I need to go but thanks and i need to get back into therory and the books thanks again

The theory is simple if you remember that the current will be different depending on the type of load. A resistive load will have the current and voltage directly proportional. Increase the voltage you increase the current. An inductive load, such as a motor, will be the opposite or inversely proportional. Increase the voltage and you'll decrease the current.

 

[iwire]

An inductive load, such as a motor, will be the opposite or inversely proportional. Increase the voltage and you'll decrease the current.

I cannot agree with that as written.

If the motors mechanical output remains the same that above is true, but reducing the voltage to lightly loaded motors will also reduce current. (To a point)

 

[infinity]

I meant for a motor rated for more than one voltage, i.e- 208-240 rated.

 

[Dennis Alwon]

Well I got ready to post but I see Bob has explained it well enough. Since I went thru the work I am going to post anyway. The key here is that an element at 240 volts has a different wattage then at 208V.

Normally you would see two wattages at the different voltage. Thus a 5000 watt element at 240 is not really 5000 watts at 208. Let?s look at it

5000 watt element @ 240

Using ohms law we have to find resistance
R= V^2/P, V= Voltage, P= Wattage, I= amperage, R= Resistance

R= 240^2/ 5000
R= 11.52

Amps of 5000 watts on 240V
I= V/R
I= 240/11.52
I= 20.83 amps

So what is the wattage of the same element at 208V.
We know R= 11.52 and V= 208 so we look for a formula with those known items
P=V^2 / R
P= 208^2/ 11.52
P= 3756 watts

So
I= P / V
I= 3756 / 208
I= 18.06

 

[defears]

Think of a heating element as a fixed resistance. Motors try to compensate for slightly lower voltages.

 

[jeremysterling]

...Divide the KW of the heater by voltage you are using to get the current of the heater.

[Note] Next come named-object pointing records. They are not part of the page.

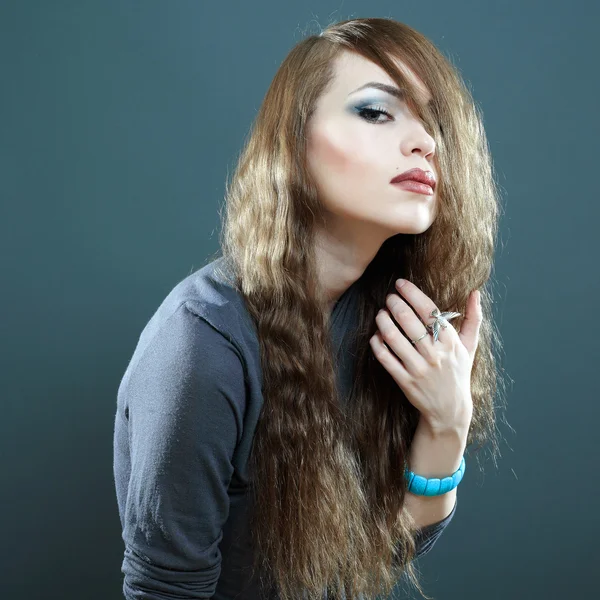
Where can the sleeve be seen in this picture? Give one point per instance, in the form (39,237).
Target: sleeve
(428,535)
(185,398)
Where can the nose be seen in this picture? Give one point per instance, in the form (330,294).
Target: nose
(418,140)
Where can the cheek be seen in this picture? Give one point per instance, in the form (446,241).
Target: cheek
(339,154)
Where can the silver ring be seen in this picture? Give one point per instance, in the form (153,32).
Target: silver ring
(415,341)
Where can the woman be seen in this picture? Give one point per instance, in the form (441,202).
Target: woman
(273,423)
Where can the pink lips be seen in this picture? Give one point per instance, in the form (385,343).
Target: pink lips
(416,180)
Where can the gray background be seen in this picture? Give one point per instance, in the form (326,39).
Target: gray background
(120,122)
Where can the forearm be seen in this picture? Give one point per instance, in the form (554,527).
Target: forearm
(434,454)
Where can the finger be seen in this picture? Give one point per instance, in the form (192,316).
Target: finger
(423,306)
(469,331)
(399,345)
(389,360)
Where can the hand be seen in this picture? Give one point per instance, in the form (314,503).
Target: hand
(434,376)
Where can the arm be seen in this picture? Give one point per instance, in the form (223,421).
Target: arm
(434,453)
(183,397)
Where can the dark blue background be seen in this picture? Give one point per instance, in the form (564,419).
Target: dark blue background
(120,121)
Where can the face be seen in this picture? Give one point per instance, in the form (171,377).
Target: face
(355,149)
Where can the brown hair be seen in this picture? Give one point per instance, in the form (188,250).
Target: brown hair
(329,484)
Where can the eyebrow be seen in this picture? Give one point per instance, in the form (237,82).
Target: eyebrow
(384,87)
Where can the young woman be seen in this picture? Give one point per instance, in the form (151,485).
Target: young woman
(292,423)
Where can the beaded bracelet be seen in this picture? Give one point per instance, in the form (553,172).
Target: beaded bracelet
(422,486)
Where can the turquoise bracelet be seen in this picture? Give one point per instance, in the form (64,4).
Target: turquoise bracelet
(434,487)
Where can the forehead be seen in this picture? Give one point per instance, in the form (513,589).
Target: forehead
(353,70)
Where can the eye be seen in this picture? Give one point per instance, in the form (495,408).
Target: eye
(363,112)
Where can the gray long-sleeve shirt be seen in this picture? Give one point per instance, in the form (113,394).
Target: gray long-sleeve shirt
(187,408)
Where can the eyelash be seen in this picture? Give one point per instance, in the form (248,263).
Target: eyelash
(377,110)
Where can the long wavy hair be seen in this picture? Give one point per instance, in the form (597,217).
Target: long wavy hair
(328,484)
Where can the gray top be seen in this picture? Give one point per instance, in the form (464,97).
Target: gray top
(187,408)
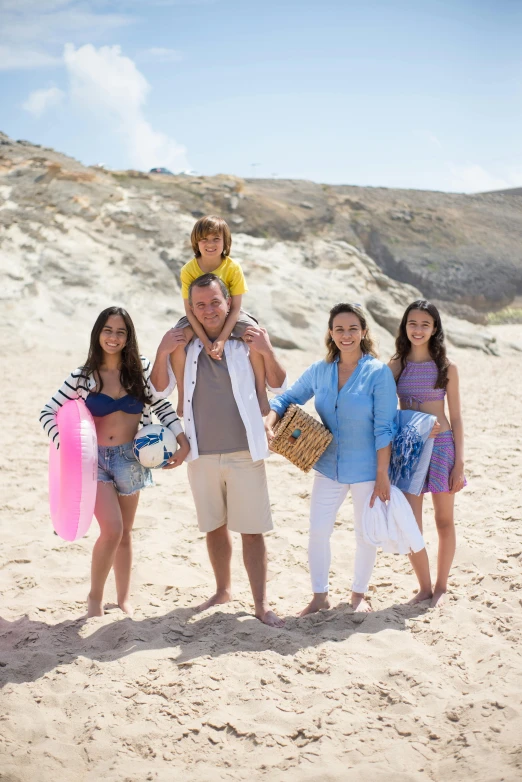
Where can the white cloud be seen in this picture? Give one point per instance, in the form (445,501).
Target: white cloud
(112,89)
(475,179)
(157,54)
(40,100)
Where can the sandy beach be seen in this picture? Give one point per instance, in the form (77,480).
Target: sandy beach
(404,693)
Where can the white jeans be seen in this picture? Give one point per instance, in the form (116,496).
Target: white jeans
(327,498)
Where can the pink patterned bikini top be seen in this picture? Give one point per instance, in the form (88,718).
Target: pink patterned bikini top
(416,384)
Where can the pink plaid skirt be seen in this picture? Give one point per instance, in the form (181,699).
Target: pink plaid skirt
(441,464)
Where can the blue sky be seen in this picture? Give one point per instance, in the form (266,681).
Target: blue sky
(394,93)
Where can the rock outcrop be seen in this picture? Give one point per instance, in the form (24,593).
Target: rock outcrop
(74,240)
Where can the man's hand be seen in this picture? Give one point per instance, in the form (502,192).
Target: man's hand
(179,457)
(257,338)
(172,340)
(217,349)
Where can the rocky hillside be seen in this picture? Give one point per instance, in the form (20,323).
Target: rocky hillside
(74,240)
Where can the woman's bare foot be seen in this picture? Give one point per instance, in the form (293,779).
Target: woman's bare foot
(319,602)
(422,594)
(268,617)
(360,604)
(437,601)
(222,596)
(94,607)
(126,607)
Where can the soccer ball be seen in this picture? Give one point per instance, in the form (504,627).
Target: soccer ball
(154,445)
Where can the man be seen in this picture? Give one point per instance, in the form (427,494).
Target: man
(228,444)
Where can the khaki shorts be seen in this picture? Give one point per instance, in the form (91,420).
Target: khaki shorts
(231,489)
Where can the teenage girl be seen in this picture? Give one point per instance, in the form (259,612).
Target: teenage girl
(425,379)
(114,383)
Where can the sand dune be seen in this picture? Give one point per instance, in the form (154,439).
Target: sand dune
(402,694)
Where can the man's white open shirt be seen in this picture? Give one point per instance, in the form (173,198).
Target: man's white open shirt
(243,388)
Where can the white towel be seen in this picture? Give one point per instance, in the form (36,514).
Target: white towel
(392,525)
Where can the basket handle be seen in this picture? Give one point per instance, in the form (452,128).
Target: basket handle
(294,436)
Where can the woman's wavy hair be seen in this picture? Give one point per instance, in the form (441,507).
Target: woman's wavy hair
(367,343)
(436,345)
(131,370)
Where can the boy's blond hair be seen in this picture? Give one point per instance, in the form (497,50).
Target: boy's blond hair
(206,226)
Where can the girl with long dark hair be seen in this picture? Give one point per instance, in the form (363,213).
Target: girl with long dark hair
(356,400)
(425,377)
(114,383)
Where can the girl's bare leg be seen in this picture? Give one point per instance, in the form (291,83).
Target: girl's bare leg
(123,558)
(108,513)
(419,561)
(258,365)
(177,360)
(443,505)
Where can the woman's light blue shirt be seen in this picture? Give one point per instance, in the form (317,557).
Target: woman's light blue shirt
(361,416)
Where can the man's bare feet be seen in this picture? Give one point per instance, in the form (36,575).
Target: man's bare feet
(421,595)
(360,604)
(437,601)
(219,598)
(319,602)
(268,617)
(94,607)
(126,607)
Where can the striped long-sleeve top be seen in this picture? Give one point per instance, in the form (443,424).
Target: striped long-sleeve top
(79,385)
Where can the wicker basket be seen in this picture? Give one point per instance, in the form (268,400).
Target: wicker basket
(300,438)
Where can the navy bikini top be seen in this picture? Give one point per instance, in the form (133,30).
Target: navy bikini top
(100,405)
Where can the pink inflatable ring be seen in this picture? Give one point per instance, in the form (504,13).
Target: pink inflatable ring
(73,471)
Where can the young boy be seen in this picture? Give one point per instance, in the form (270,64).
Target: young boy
(211,242)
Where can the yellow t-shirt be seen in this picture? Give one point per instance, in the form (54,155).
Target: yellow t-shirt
(228,270)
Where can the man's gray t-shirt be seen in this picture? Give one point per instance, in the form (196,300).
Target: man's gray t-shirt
(219,428)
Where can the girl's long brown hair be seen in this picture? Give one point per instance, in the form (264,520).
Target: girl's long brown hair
(436,345)
(131,370)
(367,343)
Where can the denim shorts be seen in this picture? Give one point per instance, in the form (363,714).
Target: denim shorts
(118,465)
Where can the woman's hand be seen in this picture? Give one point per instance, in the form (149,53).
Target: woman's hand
(381,489)
(270,421)
(456,479)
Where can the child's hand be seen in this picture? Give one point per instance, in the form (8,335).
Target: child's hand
(178,458)
(207,346)
(172,340)
(217,349)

Sorry, I had not had coffee yet when I wrote that. Dennis and Iwire explained it correctly. I should have written:

Divide the square of the rated voltage by the KW rating to find the resistance of the heater.

Then follow Dennis' math and Ohm's law!

5 kw heat strip
5000 w divided by 208 = 24.03 a
5000 w divided by 240 = 20 a which is less simple ohms law?

still confused sorry?

Not anymore. Thanks, Dennis.

 

[ronaldrc]

5 kw heat strip
5000 w divided by 208 = 24.03 a
5000 w divided by 240 = 20 a which is less simple ohms law?

still confused sorry?

The thing is if the heater generates 5000 watts at 240 at 208 it will be less than 5000 watts at 208 volts.

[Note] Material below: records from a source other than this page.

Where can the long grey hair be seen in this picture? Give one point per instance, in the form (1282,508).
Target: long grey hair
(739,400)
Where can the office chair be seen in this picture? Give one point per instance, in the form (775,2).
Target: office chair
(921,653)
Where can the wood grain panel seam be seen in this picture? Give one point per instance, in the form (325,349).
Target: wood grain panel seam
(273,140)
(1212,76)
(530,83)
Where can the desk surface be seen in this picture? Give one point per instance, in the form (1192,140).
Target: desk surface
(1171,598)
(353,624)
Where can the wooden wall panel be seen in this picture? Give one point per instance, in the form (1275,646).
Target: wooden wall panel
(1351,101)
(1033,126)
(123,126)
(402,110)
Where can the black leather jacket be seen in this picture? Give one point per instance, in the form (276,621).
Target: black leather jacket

Go back to ohms law and study it.

 

[augie47]

sparky333, does it make sense to you now ?

 

[ActionDave]

With a 240/480 motor the resistance of the windings changes according to how you configure the t-leads.

I think this is the part that throws a lot of guys. I know it did me for a while till I learned what Jeremy said above.

 

[Dennis Alwon]

sparky333, does it make sense to you now ?

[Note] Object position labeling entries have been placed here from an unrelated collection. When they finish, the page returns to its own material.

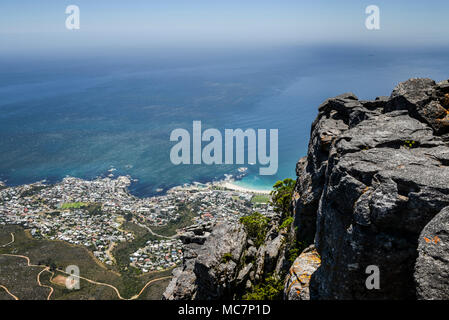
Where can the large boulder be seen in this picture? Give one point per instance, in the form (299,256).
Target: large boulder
(208,270)
(298,279)
(375,174)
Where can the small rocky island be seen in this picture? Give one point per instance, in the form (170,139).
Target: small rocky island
(373,190)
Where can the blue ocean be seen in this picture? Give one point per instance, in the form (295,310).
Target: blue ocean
(82,114)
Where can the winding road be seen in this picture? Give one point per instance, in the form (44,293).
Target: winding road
(47,269)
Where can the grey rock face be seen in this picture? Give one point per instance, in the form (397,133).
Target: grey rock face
(432,265)
(375,174)
(206,273)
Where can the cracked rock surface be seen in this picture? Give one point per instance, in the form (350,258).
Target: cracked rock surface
(376,175)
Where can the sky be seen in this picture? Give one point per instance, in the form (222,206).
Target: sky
(31,25)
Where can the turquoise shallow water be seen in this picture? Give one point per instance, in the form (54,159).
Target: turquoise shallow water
(82,115)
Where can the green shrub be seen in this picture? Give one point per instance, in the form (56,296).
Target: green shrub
(281,196)
(295,250)
(256,226)
(270,289)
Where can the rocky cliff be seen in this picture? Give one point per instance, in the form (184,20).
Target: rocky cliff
(228,263)
(373,190)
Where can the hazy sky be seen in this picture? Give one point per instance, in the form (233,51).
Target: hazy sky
(40,24)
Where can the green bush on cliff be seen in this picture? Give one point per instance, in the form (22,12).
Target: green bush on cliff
(256,226)
(286,223)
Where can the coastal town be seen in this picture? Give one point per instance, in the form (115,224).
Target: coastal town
(92,214)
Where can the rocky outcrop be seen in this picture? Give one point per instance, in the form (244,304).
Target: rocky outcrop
(298,280)
(376,173)
(371,194)
(227,264)
(432,265)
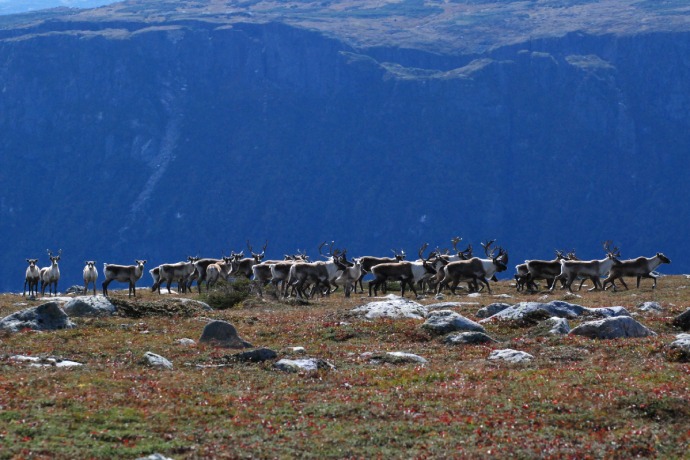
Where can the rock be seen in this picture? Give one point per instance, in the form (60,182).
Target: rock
(394,357)
(650,306)
(510,355)
(681,348)
(607,312)
(559,326)
(90,306)
(46,317)
(554,308)
(445,321)
(155,360)
(612,328)
(467,338)
(49,361)
(443,305)
(682,321)
(394,307)
(492,309)
(307,364)
(223,334)
(256,356)
(155,457)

You need to yell louder. Try this

sparky333, does it make sense to you now ?

 

[ronaldrc]

Bob

I agree thats the first discussion I got involved in on a electrical forum in 1995.

Here a Calculator for converting Wattage when the voltage is higher or lower.
Bottom two calculators on this web page.

http://home.comcast.net/~ronaldrc/wsb/calculators2.htm

 

[LarryFine]

There's a big difference between using simple Ohm's Law math for a varying voltage across a constant-impedance load, and making an equipment change, which means varying the impedance, for different design voltages.

When we say that voltage varies inversely with current for a given power level, we're talking about changing the load's characteristics to suit a change in supply voltage, because the goal is to be able to deliver a given load.

The design power output is the constant, and the load impedance is the direct variable. Then, the voltage we actually supply, and the resultant current, still follow Ohm's law. Note that most motor types don't follow this behavior.

A motor attempts to deliver the necessary torque the load demands, and will use more current as it's slowed by the load in an attempt to speed back up. That's why overloaded motors get hot; the increased current.

When we're talking about what happens when we vary the voltage across a given resistance, with no equipment change, then the load impedance is the constant; the supply voltage, and the resultant current, are variables.